115. Un tagliaerbe a motore 107. Un razzo al decollo 180.

(voce femminile dal fondo) "Non ho mai assistito al decollo di un razzo. Vorrei tanto vederne decollare uno, e a tal proposito professore..."

(voce maschile dal centro) "Zitta troia!"

Lei. Esca

(rumore di passi)

Senta

(silenzio)

(sottovoce) Tenga 20 euro. Paraguay vincente.

(sottovoce) "Adoro il suo disfattismo, professore".

Domande?

(voce maschile) "Scusi, ma lei cosa proporrebbe di fare?"

Io le vieterei. La Fifa invece ha deciso di non farlo, purchè la vuvuzela abbia dimensioni uguali o inferiori al metro e non abbia sponsor stampati. Il problema è che le vuvuzelas producono un rumore da  127 decibel, mentre il fischietto dell'arbitro arriva a 125. Capite in che razza di ginepraio ci siamo ficcati?

(voce femminile dal fondo) "Questa storia delle vulvuzelas è dannatamente affascinante" (sospiro)

(voce maschile dalla prima fila) "Professor, avrei una domanda concettuale".

Prego.

"Questa sua preclusione filosofica e sostanziale nei confronti delle vuvuzelas mi ricorda la questione dei babbi natale".

La seguo.

"Ecco. Secondo lei, quale dei due problemi è più grave, inquadrandolo nel contesto storico del ventunesimo secolo?"

(silenzio)

Vede, i piani sono differenti. Dal punto di vista oggettivo, la vuvuzela provoca un fastidio fisico ineludibile. Voglio dire: se il mio vicino di casa appende il babbo natale al balcone, io mi posso girare dall'altra parte.

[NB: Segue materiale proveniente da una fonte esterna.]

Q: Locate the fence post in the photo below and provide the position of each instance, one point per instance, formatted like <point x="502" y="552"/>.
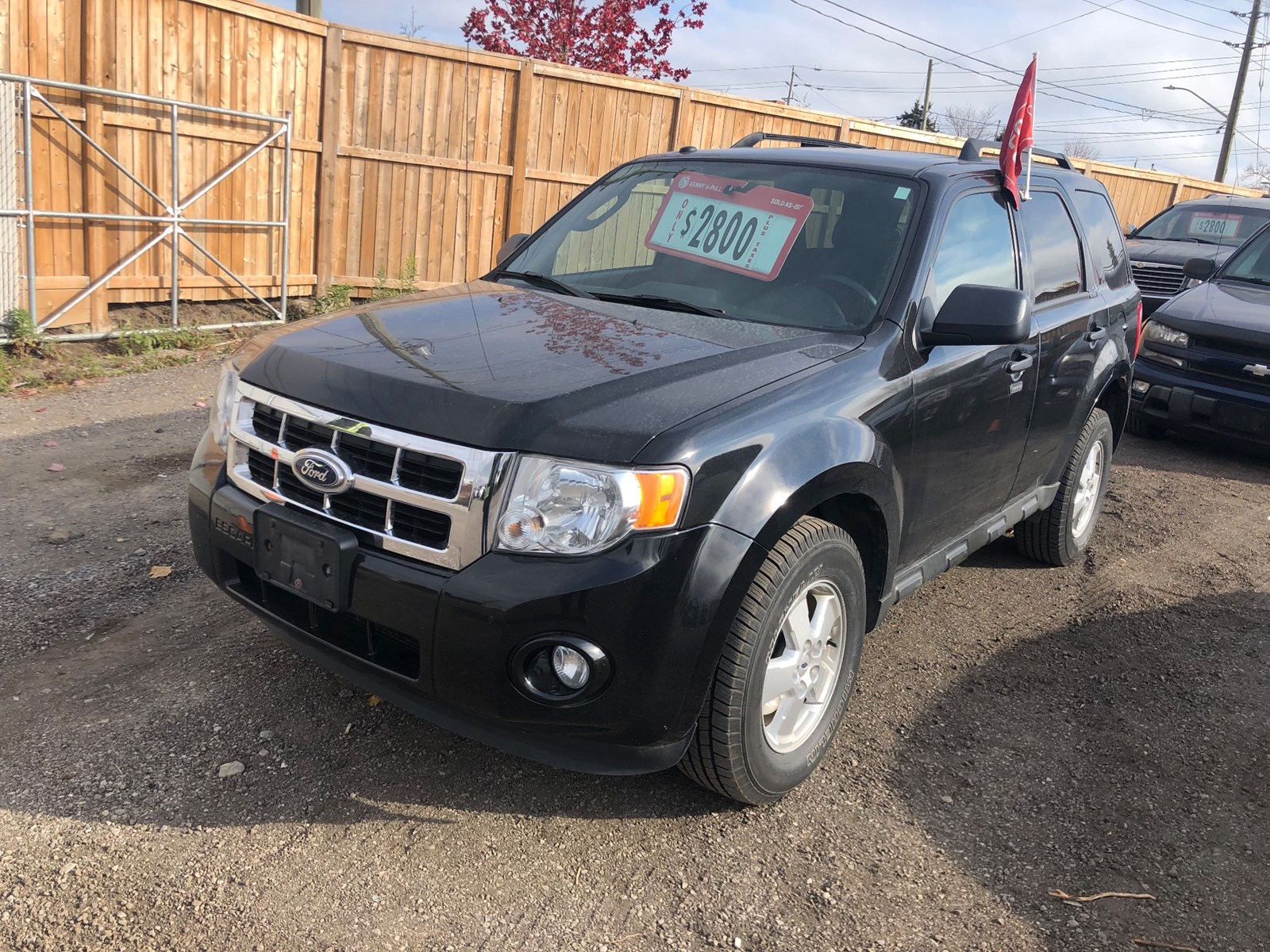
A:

Viceversa, se il mio vicino di posto allo stadio suona la vuvuzela io non posso farci nulla. In Sudafrica ci saranno migliaia di vuvuzelas in ogni singolo stadio. E' terribile.

"E dal punto di vista soggettivo?"

Ritengo comunque più grave la questione dei babbi natale. Il Babbo Natale che si arrampica sul balcone è la rappresentazione goffa e scomposta di una icona. Noi, prima di questo scempio modernistico, abbiamo sempre considerato il Babbo Natale come una creatura positiva e sorridente che vola su una slitta trainata da renne, non un ciccione che fa arrampicata sul davanzale come un topo d'appartamento. Se le signore presenti mi consentono

(voce femminile dal fondo) "Certo! Tutto quello che vuole!"

a livello di rappresentazione goffa e volgare di una figura immaginaria, è come se per la vuvuzela

(silenzio)

è come se...

(silenzio)

voglio dire...

(silenzio)

è come se appendessimo al balcone un cartonato raffigurante un giovane africano con una vuvuzela nel culo.

(silenzio)

(plana un reggiseno)

(voce maschile, leggero colpo di tosse) "Cambiando argomento, quanti decibel fa l'urlo della Sharapova?"

103,2. Altre domande?

(voce femminile dal fondo) "Venga a casa mia, la prego, prometto che sto sotto i 100 decibel".

(voce maschile dal centro) "E piantala, cazzo!"

(voce femminile dal fondo) "Vaffanculo! Va bene? Vaf-fan-cu-lo!"

(sedie che si spostano, accenno di rissa)

Bene, se non avete altre domande me ne vado.

(voce maschile) "Prof, chi ha inventato la vuvuzela?"

Non lo so, spero sia all'inferno nel girone degli infami.

(altra voce maschile) "Quanto costa una vuvuzela?"

Dai 20 ai 75 rand, cioè dai 2 ai 7,5 euri.

"Non pensa che questo prezzo estremamente contenuto favorisca il proliferare delle vuvuzelas?"

Può darsi. Sono i problemi della democrazia. Altro?

(altra voce maschile) "Chi vince i Mondiali?"

La Norvegia. Arrivederci.

(silenzio)

(voce maschile) "Ehi, ma non c'è la Norvegia".